当時の世界経済において、中北ヨーロッパでは社会民主主義経済の福祉国家づくりが進んでいた。日本では、菅直人氏らの市民社会連合の政党も登場し、英国や西ドイツ、スウェーデンに代表される福祉国家体制を模索したが、米国に追随する保守勢力では懐疑的な反応が主流であった。

スウェーデンについては、福祉サービスが過剰に行き過ぎ、税金が高いので労働意欲が薄く、若者は国外に逃げてしまう、未婚の母親が多く、フリーセックスの国として「世界の歩き方」には、金髪の美人が待っているなどと紹介されていて、好ましくない国の印象が喧伝(けんでん)されていた。

実際のスウェーデン人は、朝早くからよく働き、安心できる社会保障のために、納税は当然というのが常識のようだ。日本と比較すると、税金は高いが医療や教育は無料で、住宅の心配はないから、住宅ローンで苦労する必要も無い。手元に残る可処分所得はほぼ同額と試算されている。
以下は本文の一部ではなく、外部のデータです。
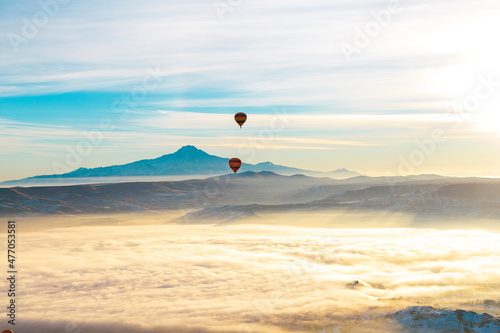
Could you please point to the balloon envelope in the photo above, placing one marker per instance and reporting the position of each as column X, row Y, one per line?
column 240, row 118
column 235, row 164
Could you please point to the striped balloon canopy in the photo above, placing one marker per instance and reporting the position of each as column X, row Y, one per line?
column 240, row 118
column 235, row 164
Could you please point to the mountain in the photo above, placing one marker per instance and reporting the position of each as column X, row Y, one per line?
column 427, row 200
column 188, row 160
column 262, row 187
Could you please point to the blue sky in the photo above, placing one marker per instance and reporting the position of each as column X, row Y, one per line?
column 163, row 74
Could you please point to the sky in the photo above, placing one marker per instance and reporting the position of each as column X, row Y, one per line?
column 378, row 87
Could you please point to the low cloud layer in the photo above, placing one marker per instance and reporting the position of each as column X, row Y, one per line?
column 246, row 278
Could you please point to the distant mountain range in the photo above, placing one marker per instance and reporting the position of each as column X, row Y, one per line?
column 229, row 198
column 188, row 160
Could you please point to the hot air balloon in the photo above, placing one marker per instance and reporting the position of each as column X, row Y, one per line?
column 240, row 118
column 235, row 164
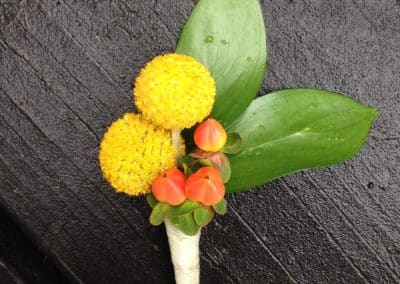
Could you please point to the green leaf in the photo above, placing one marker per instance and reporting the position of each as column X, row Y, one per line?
column 151, row 200
column 221, row 207
column 228, row 36
column 203, row 216
column 296, row 129
column 158, row 214
column 185, row 223
column 184, row 208
column 233, row 143
column 225, row 169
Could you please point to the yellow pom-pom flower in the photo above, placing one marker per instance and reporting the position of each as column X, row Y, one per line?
column 174, row 91
column 134, row 152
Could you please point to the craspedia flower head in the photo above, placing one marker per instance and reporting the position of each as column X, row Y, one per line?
column 174, row 91
column 133, row 152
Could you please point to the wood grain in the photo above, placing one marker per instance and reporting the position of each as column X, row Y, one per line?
column 66, row 72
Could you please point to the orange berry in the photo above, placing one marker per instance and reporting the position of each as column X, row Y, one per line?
column 210, row 135
column 170, row 187
column 205, row 186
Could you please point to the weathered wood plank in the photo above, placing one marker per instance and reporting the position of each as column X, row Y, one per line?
column 67, row 69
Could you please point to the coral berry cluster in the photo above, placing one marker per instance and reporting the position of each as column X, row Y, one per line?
column 192, row 192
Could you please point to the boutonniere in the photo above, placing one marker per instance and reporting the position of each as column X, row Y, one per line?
column 199, row 134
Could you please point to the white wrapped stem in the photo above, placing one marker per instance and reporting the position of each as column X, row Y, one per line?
column 185, row 250
column 185, row 254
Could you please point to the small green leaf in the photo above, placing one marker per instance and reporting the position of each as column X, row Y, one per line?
column 184, row 208
column 233, row 143
column 205, row 162
column 221, row 207
column 185, row 160
column 158, row 214
column 151, row 200
column 187, row 170
column 296, row 129
column 185, row 223
column 228, row 37
column 203, row 216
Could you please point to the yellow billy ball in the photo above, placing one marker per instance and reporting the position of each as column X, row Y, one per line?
column 175, row 91
column 133, row 152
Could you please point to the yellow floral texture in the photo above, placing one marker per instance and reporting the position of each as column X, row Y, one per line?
column 174, row 91
column 133, row 152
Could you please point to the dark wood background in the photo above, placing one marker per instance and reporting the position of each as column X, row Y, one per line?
column 66, row 72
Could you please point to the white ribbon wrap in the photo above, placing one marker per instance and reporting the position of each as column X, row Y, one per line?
column 185, row 254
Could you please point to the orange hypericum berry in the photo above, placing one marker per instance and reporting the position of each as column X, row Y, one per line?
column 210, row 135
column 205, row 186
column 170, row 187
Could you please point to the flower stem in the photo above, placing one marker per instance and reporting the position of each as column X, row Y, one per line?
column 176, row 142
column 185, row 254
column 185, row 250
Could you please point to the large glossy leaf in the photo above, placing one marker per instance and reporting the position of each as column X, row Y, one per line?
column 296, row 129
column 228, row 36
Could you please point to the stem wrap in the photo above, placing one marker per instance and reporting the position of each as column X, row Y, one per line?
column 185, row 255
column 185, row 250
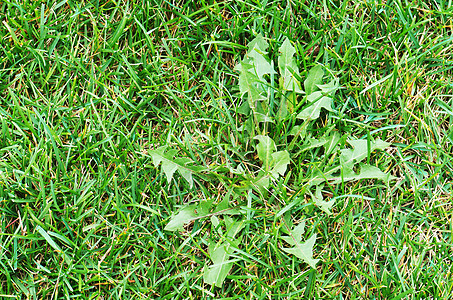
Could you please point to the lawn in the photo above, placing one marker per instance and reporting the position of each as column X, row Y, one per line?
column 226, row 149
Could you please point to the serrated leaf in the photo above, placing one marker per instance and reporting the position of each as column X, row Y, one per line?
column 260, row 63
column 304, row 251
column 193, row 212
column 288, row 67
column 349, row 157
column 185, row 215
column 265, row 148
column 312, row 112
column 218, row 271
column 170, row 165
column 219, row 255
column 314, row 78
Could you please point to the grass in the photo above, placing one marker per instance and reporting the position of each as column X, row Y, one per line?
column 89, row 87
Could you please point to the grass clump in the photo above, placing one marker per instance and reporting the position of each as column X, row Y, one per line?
column 225, row 150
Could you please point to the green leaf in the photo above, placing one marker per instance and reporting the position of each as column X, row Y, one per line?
column 314, row 78
column 304, row 251
column 185, row 215
column 295, row 234
column 312, row 112
column 331, row 87
column 280, row 162
column 318, row 199
column 170, row 165
column 332, row 143
column 288, row 67
column 260, row 63
column 265, row 148
column 349, row 157
column 192, row 212
column 258, row 43
column 366, row 172
column 218, row 271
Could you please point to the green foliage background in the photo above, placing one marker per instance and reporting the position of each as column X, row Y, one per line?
column 89, row 88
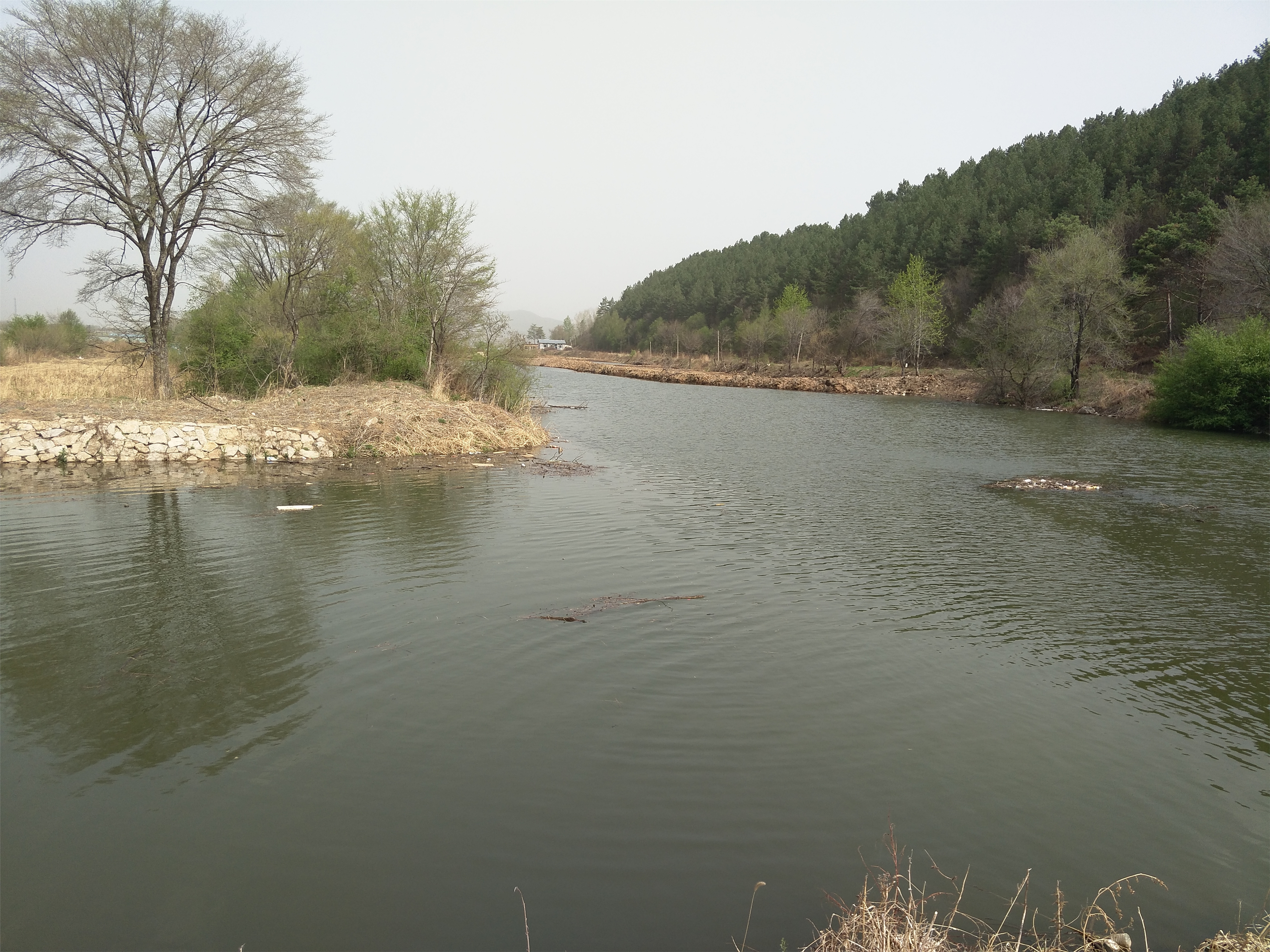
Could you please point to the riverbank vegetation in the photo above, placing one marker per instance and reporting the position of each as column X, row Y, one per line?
column 1099, row 247
column 897, row 913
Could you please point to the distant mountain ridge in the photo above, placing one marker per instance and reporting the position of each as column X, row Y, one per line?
column 1205, row 141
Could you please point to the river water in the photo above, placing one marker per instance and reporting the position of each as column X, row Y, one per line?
column 340, row 729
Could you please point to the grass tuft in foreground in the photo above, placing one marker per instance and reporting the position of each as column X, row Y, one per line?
column 893, row 915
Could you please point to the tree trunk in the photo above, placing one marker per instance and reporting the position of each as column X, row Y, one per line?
column 162, row 374
column 1076, row 357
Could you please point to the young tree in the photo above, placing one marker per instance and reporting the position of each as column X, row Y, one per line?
column 1014, row 345
column 291, row 247
column 426, row 273
column 753, row 337
column 793, row 310
column 1082, row 289
column 1239, row 263
column 862, row 325
column 152, row 122
column 916, row 320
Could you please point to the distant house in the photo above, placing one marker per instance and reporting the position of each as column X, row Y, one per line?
column 548, row 345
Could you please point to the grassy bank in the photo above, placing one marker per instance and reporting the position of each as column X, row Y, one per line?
column 1107, row 395
column 895, row 915
column 360, row 419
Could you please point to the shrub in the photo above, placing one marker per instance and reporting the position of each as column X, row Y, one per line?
column 1217, row 381
column 33, row 334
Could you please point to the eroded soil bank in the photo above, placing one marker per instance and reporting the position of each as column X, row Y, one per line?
column 1105, row 397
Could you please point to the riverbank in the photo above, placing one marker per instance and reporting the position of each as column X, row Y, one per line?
column 1104, row 395
column 392, row 419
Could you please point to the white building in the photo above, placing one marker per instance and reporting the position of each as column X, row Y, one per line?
column 548, row 345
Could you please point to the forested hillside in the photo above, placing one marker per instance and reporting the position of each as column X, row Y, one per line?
column 1157, row 179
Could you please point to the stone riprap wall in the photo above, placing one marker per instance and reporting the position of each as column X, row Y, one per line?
column 88, row 440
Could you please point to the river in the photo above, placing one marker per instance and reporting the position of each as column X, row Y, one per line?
column 343, row 729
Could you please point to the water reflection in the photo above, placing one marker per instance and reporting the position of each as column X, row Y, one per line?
column 183, row 623
column 145, row 635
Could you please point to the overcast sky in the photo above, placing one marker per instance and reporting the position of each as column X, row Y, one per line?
column 602, row 141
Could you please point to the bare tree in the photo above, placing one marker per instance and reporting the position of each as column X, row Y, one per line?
column 429, row 276
column 1239, row 263
column 755, row 337
column 1016, row 348
column 1084, row 289
column 150, row 122
column 291, row 245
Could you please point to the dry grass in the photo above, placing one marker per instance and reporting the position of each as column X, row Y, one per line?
column 401, row 419
column 1117, row 395
column 365, row 419
column 895, row 915
column 1254, row 938
column 70, row 379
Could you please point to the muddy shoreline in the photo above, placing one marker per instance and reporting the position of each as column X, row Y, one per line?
column 308, row 423
column 1104, row 395
column 942, row 385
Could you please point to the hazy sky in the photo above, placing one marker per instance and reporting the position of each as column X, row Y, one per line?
column 601, row 141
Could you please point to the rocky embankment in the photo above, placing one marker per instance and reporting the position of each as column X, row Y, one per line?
column 957, row 385
column 88, row 440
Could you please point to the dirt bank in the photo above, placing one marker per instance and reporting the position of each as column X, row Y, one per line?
column 370, row 419
column 1103, row 395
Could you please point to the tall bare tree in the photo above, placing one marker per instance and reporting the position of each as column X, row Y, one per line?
column 291, row 245
column 1239, row 262
column 1084, row 289
column 150, row 122
column 429, row 275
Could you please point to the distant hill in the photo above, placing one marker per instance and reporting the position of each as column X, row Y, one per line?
column 1160, row 174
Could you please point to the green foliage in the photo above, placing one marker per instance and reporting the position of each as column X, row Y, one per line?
column 915, row 320
column 35, row 334
column 1013, row 347
column 1159, row 169
column 1217, row 381
column 1084, row 291
column 610, row 333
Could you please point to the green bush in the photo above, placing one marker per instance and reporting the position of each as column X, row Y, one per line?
column 1217, row 381
column 221, row 350
column 35, row 334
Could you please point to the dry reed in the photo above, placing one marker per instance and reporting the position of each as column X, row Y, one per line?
column 72, row 379
column 895, row 915
column 389, row 419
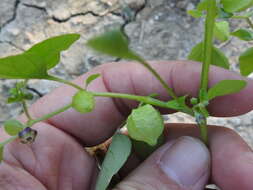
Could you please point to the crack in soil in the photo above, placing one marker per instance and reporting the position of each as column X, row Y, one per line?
column 16, row 4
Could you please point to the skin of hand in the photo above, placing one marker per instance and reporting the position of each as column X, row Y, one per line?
column 57, row 160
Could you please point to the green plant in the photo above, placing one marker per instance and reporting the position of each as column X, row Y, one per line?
column 145, row 124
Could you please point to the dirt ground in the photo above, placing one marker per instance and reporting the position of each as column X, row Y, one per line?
column 158, row 30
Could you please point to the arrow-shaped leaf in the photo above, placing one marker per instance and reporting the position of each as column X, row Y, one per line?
column 226, row 87
column 115, row 158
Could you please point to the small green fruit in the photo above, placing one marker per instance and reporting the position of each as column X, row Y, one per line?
column 145, row 124
column 83, row 102
column 13, row 127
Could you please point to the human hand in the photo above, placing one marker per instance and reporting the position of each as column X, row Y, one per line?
column 57, row 160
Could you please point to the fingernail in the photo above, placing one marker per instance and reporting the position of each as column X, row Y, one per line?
column 186, row 161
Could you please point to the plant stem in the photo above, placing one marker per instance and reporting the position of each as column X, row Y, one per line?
column 159, row 78
column 47, row 116
column 143, row 99
column 8, row 140
column 207, row 60
column 249, row 22
column 204, row 133
column 208, row 46
column 26, row 110
column 65, row 82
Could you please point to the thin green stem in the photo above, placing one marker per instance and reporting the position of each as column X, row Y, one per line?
column 143, row 99
column 65, row 82
column 24, row 105
column 208, row 46
column 47, row 116
column 207, row 60
column 9, row 140
column 164, row 84
column 249, row 22
column 204, row 133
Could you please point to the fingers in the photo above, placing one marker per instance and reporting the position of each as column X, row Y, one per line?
column 95, row 127
column 178, row 165
column 232, row 159
column 12, row 177
column 55, row 159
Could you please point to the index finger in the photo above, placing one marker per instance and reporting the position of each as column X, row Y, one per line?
column 132, row 78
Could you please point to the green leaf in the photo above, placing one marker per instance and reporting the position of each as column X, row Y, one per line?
column 144, row 150
column 247, row 14
column 221, row 31
column 177, row 104
column 218, row 58
column 195, row 13
column 246, row 62
column 115, row 158
column 13, row 127
column 226, row 87
column 113, row 43
column 83, row 102
column 34, row 63
column 1, row 152
column 243, row 34
column 19, row 93
column 50, row 49
column 202, row 6
column 91, row 78
column 145, row 124
column 236, row 5
column 223, row 14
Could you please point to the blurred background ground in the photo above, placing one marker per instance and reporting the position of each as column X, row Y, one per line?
column 158, row 30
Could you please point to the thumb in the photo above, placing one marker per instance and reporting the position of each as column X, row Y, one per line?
column 182, row 164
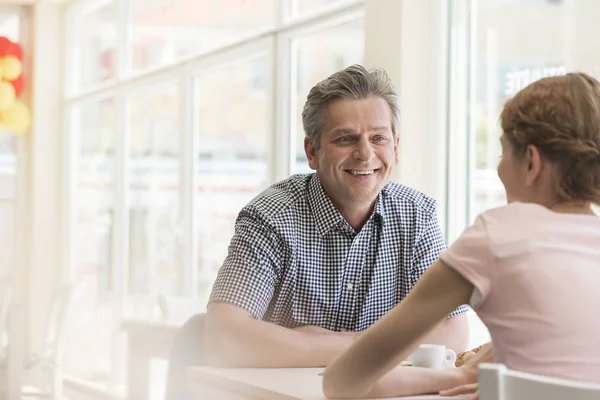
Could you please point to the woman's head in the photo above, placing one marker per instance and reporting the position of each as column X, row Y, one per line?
column 551, row 142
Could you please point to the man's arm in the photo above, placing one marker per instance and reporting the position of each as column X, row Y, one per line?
column 234, row 338
column 235, row 335
column 454, row 331
column 364, row 370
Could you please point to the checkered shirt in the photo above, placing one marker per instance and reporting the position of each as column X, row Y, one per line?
column 294, row 260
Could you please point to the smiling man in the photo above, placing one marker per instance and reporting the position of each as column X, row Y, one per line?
column 316, row 259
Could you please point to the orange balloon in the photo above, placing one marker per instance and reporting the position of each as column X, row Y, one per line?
column 11, row 67
column 18, row 85
column 16, row 118
column 17, row 50
column 7, row 95
column 5, row 45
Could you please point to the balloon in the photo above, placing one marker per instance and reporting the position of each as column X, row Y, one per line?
column 7, row 95
column 16, row 118
column 17, row 51
column 18, row 85
column 11, row 67
column 5, row 46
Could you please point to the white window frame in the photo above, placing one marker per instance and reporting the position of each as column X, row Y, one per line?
column 274, row 42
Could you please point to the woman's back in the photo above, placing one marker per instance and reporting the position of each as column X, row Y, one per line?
column 537, row 274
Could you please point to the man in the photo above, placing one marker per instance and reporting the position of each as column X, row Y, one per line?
column 317, row 258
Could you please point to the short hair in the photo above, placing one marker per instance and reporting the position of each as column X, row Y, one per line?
column 560, row 115
column 354, row 82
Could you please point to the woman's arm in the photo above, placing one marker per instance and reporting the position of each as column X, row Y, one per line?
column 357, row 372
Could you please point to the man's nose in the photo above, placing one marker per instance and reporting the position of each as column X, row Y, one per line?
column 363, row 150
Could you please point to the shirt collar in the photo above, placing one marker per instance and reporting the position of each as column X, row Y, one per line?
column 325, row 214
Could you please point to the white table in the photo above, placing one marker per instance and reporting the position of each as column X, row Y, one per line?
column 146, row 339
column 264, row 384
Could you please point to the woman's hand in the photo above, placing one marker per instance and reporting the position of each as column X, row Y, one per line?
column 471, row 369
column 463, row 389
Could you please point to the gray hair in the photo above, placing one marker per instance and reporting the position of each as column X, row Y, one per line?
column 354, row 82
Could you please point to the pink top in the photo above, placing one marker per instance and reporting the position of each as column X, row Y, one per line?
column 537, row 287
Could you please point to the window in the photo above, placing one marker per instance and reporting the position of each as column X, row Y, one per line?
column 9, row 27
column 232, row 155
column 155, row 197
column 499, row 47
column 498, row 50
column 92, row 127
column 172, row 108
column 165, row 31
column 94, row 35
column 317, row 55
column 301, row 8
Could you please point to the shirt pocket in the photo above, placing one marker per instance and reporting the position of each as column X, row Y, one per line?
column 316, row 296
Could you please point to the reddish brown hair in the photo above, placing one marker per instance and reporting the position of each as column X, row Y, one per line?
column 560, row 116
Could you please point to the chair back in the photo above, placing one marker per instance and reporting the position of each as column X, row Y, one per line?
column 5, row 299
column 187, row 350
column 56, row 322
column 496, row 382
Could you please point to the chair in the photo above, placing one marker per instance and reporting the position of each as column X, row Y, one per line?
column 496, row 382
column 187, row 350
column 43, row 370
column 5, row 300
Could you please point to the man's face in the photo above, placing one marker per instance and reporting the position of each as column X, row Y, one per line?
column 357, row 152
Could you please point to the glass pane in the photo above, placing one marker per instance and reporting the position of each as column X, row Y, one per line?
column 235, row 134
column 94, row 48
column 90, row 328
column 558, row 36
column 318, row 55
column 155, row 224
column 9, row 27
column 164, row 31
column 300, row 8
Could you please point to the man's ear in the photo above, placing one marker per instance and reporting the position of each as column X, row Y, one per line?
column 534, row 161
column 311, row 154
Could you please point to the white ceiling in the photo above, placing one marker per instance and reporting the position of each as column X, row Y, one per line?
column 27, row 2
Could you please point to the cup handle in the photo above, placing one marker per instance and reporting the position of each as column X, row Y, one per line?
column 450, row 358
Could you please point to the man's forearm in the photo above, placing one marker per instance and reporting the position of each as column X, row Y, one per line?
column 255, row 343
column 452, row 332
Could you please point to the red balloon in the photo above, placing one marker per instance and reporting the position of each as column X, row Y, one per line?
column 18, row 84
column 5, row 46
column 16, row 50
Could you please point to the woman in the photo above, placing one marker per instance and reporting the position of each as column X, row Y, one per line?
column 529, row 269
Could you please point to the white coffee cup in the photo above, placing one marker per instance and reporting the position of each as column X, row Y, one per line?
column 433, row 356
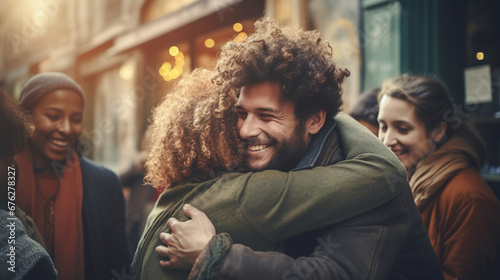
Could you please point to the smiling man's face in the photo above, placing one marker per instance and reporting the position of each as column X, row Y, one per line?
column 274, row 138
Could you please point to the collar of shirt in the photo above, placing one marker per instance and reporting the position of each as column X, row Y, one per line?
column 316, row 146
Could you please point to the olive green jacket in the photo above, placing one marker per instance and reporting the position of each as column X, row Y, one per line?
column 263, row 209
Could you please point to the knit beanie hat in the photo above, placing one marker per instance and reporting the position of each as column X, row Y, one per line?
column 43, row 83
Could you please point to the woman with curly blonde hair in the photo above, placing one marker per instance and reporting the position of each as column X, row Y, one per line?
column 194, row 132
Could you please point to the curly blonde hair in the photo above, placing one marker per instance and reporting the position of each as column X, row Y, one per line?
column 300, row 61
column 193, row 130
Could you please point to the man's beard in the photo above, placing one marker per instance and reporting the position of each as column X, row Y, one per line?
column 288, row 154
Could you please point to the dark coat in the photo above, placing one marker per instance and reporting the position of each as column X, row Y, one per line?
column 103, row 217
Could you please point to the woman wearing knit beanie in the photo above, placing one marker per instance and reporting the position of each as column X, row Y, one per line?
column 77, row 205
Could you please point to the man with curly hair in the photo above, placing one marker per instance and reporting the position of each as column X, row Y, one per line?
column 195, row 142
column 289, row 97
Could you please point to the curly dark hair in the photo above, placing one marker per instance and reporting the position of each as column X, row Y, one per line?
column 433, row 105
column 300, row 61
column 15, row 127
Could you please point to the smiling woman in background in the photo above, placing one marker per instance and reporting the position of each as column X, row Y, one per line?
column 443, row 158
column 77, row 205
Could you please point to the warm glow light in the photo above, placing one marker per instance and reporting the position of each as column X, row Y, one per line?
column 178, row 68
column 237, row 27
column 127, row 72
column 173, row 74
column 173, row 51
column 165, row 67
column 240, row 37
column 209, row 43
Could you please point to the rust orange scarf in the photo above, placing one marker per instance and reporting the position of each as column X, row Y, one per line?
column 434, row 171
column 68, row 231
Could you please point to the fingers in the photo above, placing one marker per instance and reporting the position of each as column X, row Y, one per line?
column 164, row 237
column 166, row 264
column 171, row 223
column 162, row 251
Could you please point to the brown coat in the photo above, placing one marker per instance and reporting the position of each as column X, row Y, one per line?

社会福祉の原点といえるノーマライゼーションの考え方も、身障者に不都合な段差は誰にとっても不都合、補装具も個々人にあわせて制作するという思想が、社会的弱者全般に行き渡り、高齢者施策や男女格差解消にも及んでいる。

真の需要に見合った経済社会の構築

現在、北欧5カ国の1人当たりGDP(国内総生産)は、世界ランキングの上位を占め、どの国も10位以内から外れたことはない。日本は30位前後で、先進国で最下位レベルだ。昨年は韓国にも抜かれたようだ。その要因として、女性の社会参加が挙げられる。就業率も給与水準も男性と差が無いのだ。日本の女性は、就業率も給与水準も男性の70%くらいだから、北欧女性のGDP貢献度の49%しかないことになる。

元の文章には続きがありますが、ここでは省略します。